What we’ve seen is a remarkable drop off in physical complaints as a direct result of the program from our clients over the last few years. Overall, our clients are able to train more consistently, and, for those clients who do their best to hit all components of the Brand X Method, we are seeing some significant gains.

What Is the Brand X Method?
Quality strength-and-conditioning programming is the consistent meeting of art (elegance perhaps) and science (efficacy) to deliver long-term physical literacy, physical fitness, and physical education, which translates into enduring engagement with physical activities across the life course.

The Brand X Method targets developmentally appropriate physical literacy from toddler to senior; thus, it adheres to a long-term development ethos. Given the complexity of development and the multitude of factors driving movement idiosyncrasies, our programming is quite deliberate and, ultimately, individualized to build and reinforce good movement patterns. Once movement patterns and mechanics are established, intensity (load/pacing) is explored with an eye toward calculated variability to ensure repetition and novelty. Intensity and volume are always carefully controlled and intended to be relative. All of this means that the good stuff we want from a fitness program takes time to flourish, but when it does, this good stuff is not only readily apparent, it’s also its own multiplier and enduring.

True fitness is a journey of diligence and patience with no ultimate destination. So we must enjoy the trip.



* There used to be this buoyant sentiment bandied about the community that just about anything performed at high intensity and intended to IWCABTAMD could be considered CrossFit. Then CrossFit became CrossFit Inc. and that Pollyannaish perspective was jettisoned to delimit and protect the brand.

** By spent, I mean he has and continues to experiment on himself (and Mikki). All of the difficult workouts programmed for clients—the ones that have them cursing his name—he has done while, I suspect, cursing his name.


2 Responses

  1. I’m a Hip Hop head and I see a lot of similarities between Hip Hop music and CrossFit. For every Nas and Lupe you will get a Soulja Boy and Waka Flaka Flame. Modern Hip Hop started with Rakim, KRS, and Slick Rick and then people took what they did and branched out in their own thing.

    To me, the CrossFit Games is not CrossFit; it is an EXPRESSION of CrossFit – the same way that CrossFit Endurance, MobilityWOD, Brand X, the Champions Club, and the gym down the street from me about to start up are all expressions of CrossFit.
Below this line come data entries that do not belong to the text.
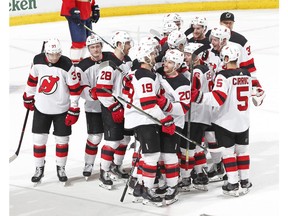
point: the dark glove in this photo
(164, 103)
(95, 14)
(93, 94)
(29, 101)
(72, 116)
(196, 96)
(75, 15)
(117, 112)
(168, 125)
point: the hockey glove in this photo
(196, 96)
(29, 101)
(168, 125)
(117, 112)
(164, 103)
(72, 116)
(258, 95)
(95, 14)
(75, 15)
(93, 94)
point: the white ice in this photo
(87, 198)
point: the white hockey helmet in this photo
(93, 39)
(169, 26)
(120, 36)
(176, 56)
(231, 51)
(176, 38)
(53, 46)
(144, 53)
(199, 20)
(221, 32)
(174, 17)
(191, 47)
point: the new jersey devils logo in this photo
(48, 85)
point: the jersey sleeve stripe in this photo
(148, 102)
(219, 96)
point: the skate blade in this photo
(130, 191)
(231, 193)
(148, 202)
(185, 189)
(36, 183)
(137, 199)
(107, 187)
(201, 187)
(169, 202)
(215, 179)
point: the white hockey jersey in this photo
(111, 78)
(56, 86)
(201, 113)
(88, 71)
(146, 85)
(231, 99)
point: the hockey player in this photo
(52, 91)
(168, 27)
(145, 86)
(200, 121)
(88, 70)
(230, 98)
(116, 138)
(79, 13)
(246, 59)
(174, 17)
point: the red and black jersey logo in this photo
(48, 85)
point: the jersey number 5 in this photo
(242, 98)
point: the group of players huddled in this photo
(185, 99)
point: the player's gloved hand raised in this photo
(117, 112)
(168, 125)
(196, 96)
(258, 95)
(93, 94)
(95, 14)
(164, 103)
(72, 116)
(28, 101)
(75, 15)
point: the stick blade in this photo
(12, 158)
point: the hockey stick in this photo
(98, 36)
(13, 157)
(130, 177)
(153, 118)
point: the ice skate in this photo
(117, 173)
(161, 191)
(61, 174)
(105, 179)
(201, 182)
(149, 197)
(87, 171)
(39, 174)
(132, 184)
(216, 173)
(172, 195)
(185, 185)
(245, 187)
(231, 189)
(137, 193)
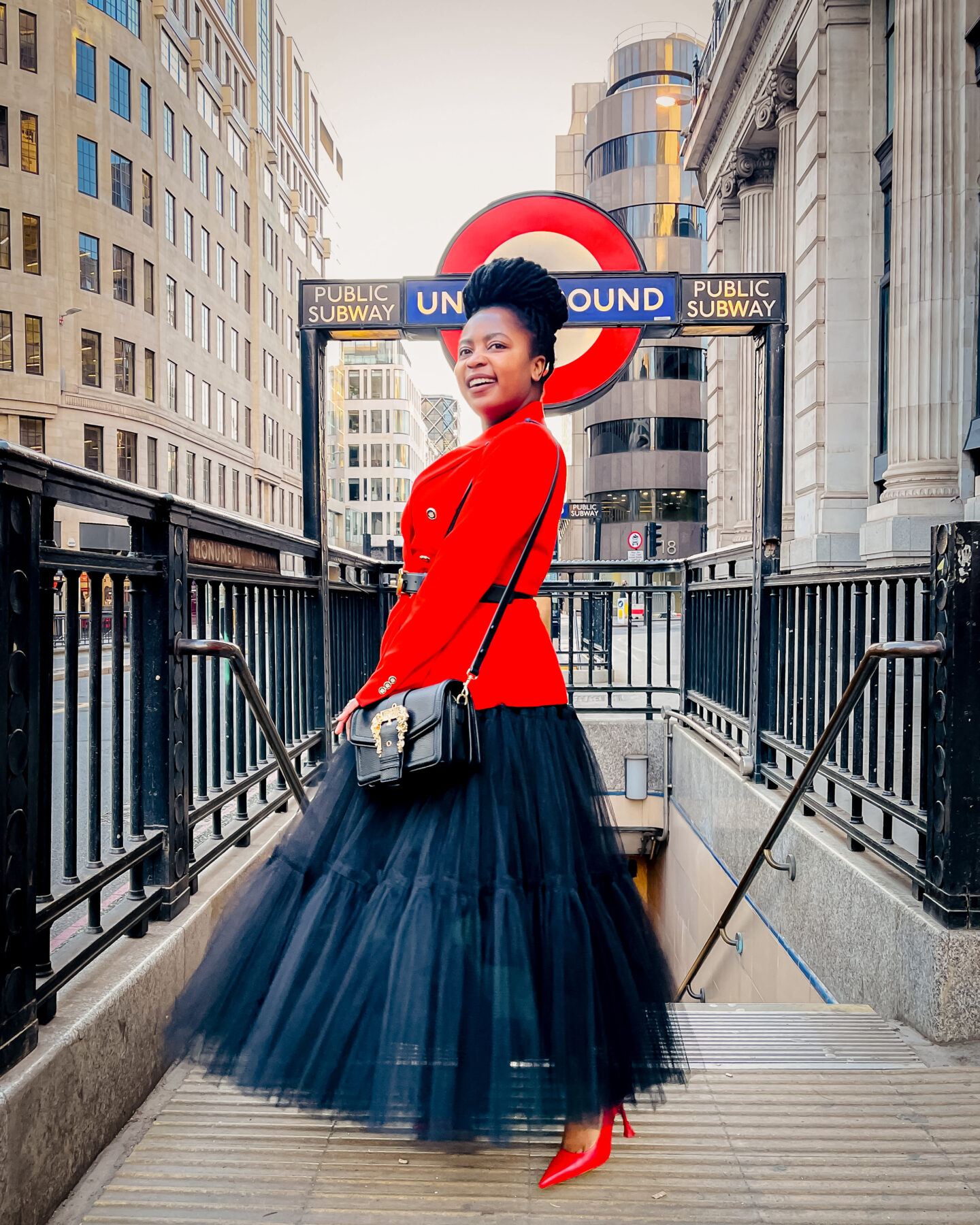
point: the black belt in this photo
(410, 581)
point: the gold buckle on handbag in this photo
(396, 715)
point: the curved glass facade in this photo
(661, 505)
(663, 220)
(668, 361)
(638, 148)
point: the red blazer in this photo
(434, 635)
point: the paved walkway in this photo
(836, 1139)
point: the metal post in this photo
(952, 892)
(20, 749)
(165, 614)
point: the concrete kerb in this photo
(102, 1055)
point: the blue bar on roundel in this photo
(615, 299)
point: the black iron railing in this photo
(122, 753)
(615, 627)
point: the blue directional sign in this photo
(624, 299)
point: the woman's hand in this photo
(344, 717)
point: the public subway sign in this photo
(614, 303)
(594, 300)
(732, 303)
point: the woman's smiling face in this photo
(496, 370)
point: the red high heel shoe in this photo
(569, 1165)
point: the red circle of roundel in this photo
(586, 378)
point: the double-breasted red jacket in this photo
(434, 634)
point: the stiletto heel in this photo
(566, 1165)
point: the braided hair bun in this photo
(531, 292)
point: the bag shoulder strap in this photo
(474, 668)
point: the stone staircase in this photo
(819, 1115)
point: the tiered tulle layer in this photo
(465, 960)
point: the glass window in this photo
(146, 110)
(125, 456)
(33, 342)
(91, 359)
(172, 301)
(172, 385)
(173, 61)
(92, 446)
(32, 244)
(122, 173)
(680, 434)
(125, 367)
(612, 438)
(88, 263)
(119, 88)
(122, 276)
(6, 340)
(30, 142)
(88, 182)
(85, 70)
(32, 433)
(29, 42)
(127, 12)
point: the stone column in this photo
(925, 382)
(756, 234)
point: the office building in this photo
(378, 447)
(167, 177)
(839, 144)
(640, 450)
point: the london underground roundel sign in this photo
(564, 234)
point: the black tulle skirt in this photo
(467, 961)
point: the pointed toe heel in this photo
(566, 1165)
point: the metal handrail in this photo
(863, 673)
(222, 649)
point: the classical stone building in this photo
(838, 141)
(167, 178)
(638, 451)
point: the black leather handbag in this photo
(431, 728)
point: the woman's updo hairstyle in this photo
(531, 292)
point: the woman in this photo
(465, 957)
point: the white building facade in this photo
(838, 142)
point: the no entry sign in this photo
(612, 300)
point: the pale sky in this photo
(441, 107)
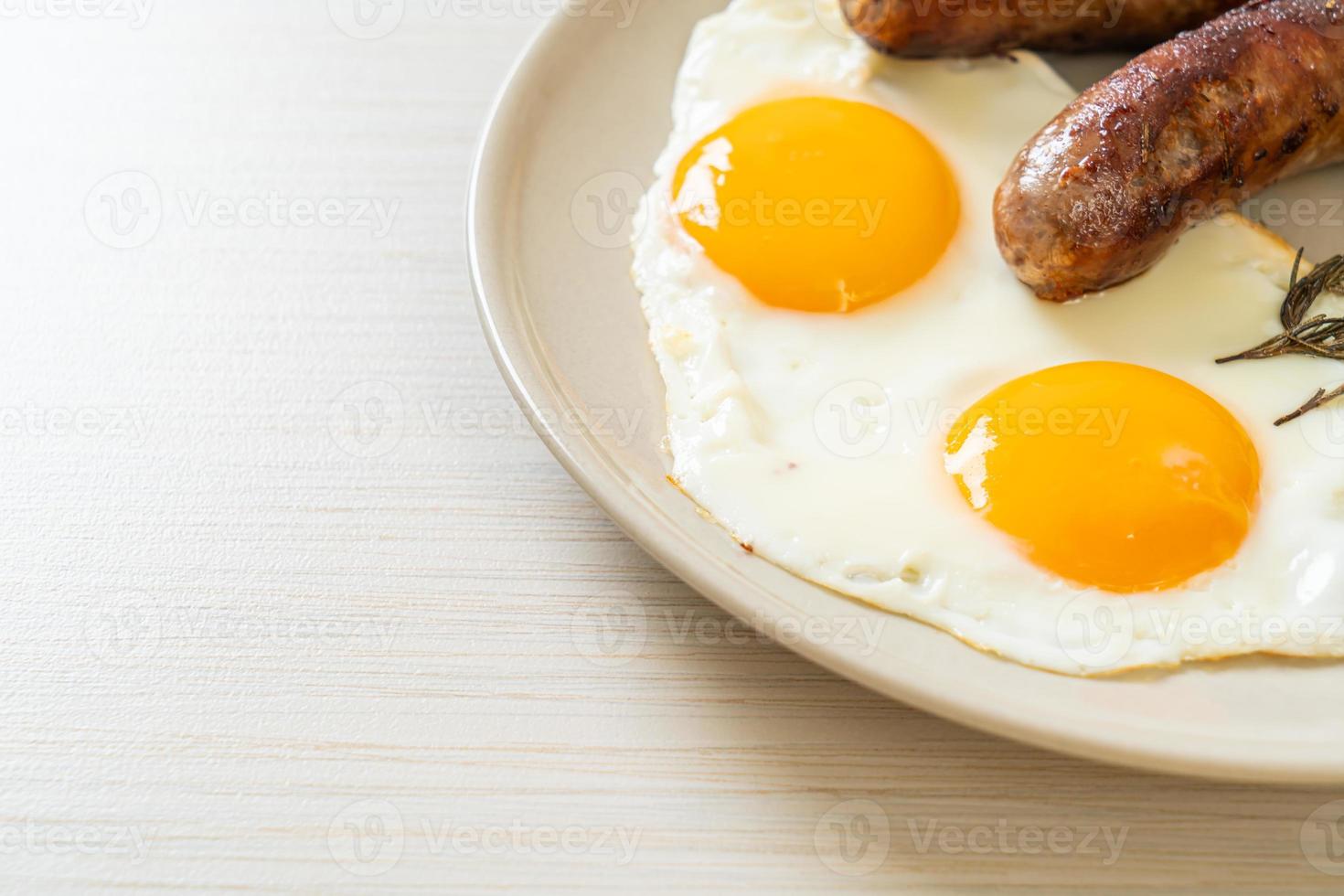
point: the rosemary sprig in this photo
(1318, 336)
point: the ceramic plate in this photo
(565, 157)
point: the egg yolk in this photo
(1112, 475)
(817, 205)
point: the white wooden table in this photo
(293, 598)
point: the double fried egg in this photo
(860, 391)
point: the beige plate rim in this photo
(526, 366)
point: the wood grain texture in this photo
(296, 603)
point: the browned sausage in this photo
(977, 27)
(1184, 131)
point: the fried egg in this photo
(860, 391)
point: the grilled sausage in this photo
(978, 27)
(1183, 132)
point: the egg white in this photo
(763, 418)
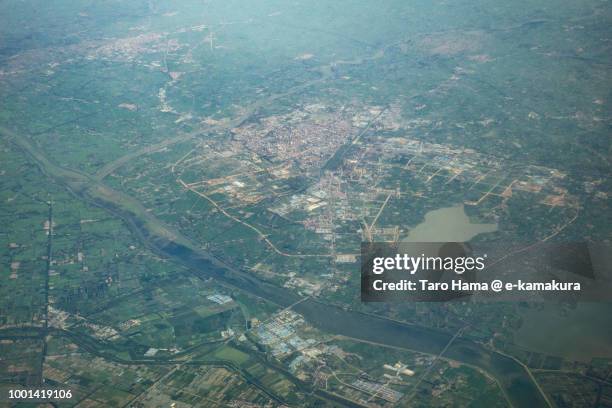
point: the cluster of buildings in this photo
(280, 334)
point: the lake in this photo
(449, 224)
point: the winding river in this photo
(514, 379)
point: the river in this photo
(515, 380)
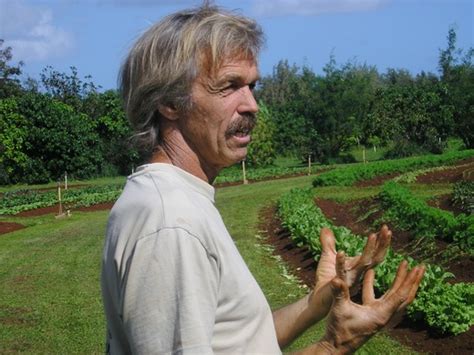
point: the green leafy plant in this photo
(445, 307)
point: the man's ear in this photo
(168, 111)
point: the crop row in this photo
(234, 174)
(445, 307)
(412, 213)
(348, 175)
(463, 195)
(23, 200)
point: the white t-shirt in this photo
(173, 280)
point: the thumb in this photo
(340, 290)
(328, 242)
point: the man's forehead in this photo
(244, 68)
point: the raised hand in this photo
(350, 269)
(350, 324)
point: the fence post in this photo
(60, 213)
(244, 173)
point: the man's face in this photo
(218, 126)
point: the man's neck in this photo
(185, 159)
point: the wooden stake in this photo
(244, 173)
(60, 213)
(309, 164)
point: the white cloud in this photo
(313, 7)
(31, 32)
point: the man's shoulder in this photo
(151, 202)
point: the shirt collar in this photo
(192, 181)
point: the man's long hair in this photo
(165, 61)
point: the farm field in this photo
(51, 302)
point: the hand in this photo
(350, 325)
(350, 269)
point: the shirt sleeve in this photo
(170, 297)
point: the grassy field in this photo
(50, 300)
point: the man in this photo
(172, 279)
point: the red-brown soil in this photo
(7, 227)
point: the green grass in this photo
(98, 181)
(50, 296)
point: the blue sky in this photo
(94, 35)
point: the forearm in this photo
(291, 321)
(323, 347)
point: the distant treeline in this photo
(64, 123)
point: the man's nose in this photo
(248, 104)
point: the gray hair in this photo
(163, 64)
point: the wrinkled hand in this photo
(350, 324)
(349, 269)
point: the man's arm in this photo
(295, 318)
(350, 324)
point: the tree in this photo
(458, 75)
(13, 133)
(67, 88)
(58, 140)
(9, 81)
(261, 151)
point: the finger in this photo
(340, 291)
(341, 266)
(369, 250)
(400, 276)
(368, 287)
(383, 242)
(328, 242)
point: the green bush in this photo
(445, 307)
(415, 215)
(463, 196)
(57, 140)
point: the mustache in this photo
(245, 123)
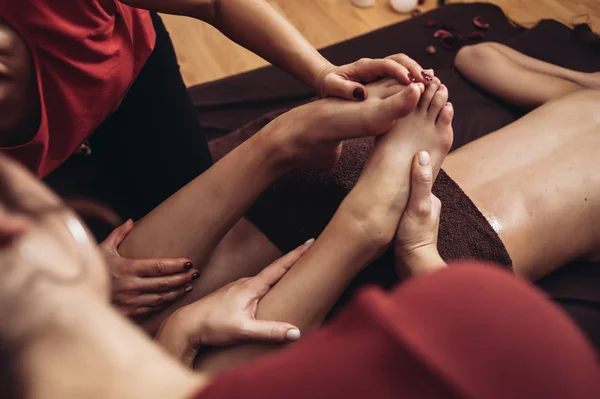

I am more fond of some than others, but it’s really not my place to have an opinion. People will find a “bad” gym and say the CrossFit causes injuries in the same way they will hear “Hard in the Paint” and think Hip Hop is responsible for the crime rate in Chicago. I wrote a post about this on our site called “Late Night Bliss Meets Jesse Eisenberg Logic” for anyone who wants to check it out.


    As for the programming stuff, I’m out of my element with that. Any talk of programming bores me to death because it can be debated until the cows come home. But, as Mark Rippetoe stated, “good form is not a matter of debate.” If a gym moves well, follow whatever program fits your purpose. We follow CrossFit.com and have for five years with nothing but great results to show for it. We also understand that the workouts on the main site are designed to, over time, exceed the demands of the fittest human being on the planet. And this is the point where I think critics miss out: scaling. Judging by that metric, even Rich Froning would come up on a workout – maybe ADAMBROWN – that he would need to scale in order to get a good stimulus. With that in mind, we scale a ton (and often to the dismay of some of our athletes) so we can preserve good quality.

    But again, that’s just our expression of CrossFit. And thankfully, we have the right to ours just as much as the CrossFit Games programmers have to theirs.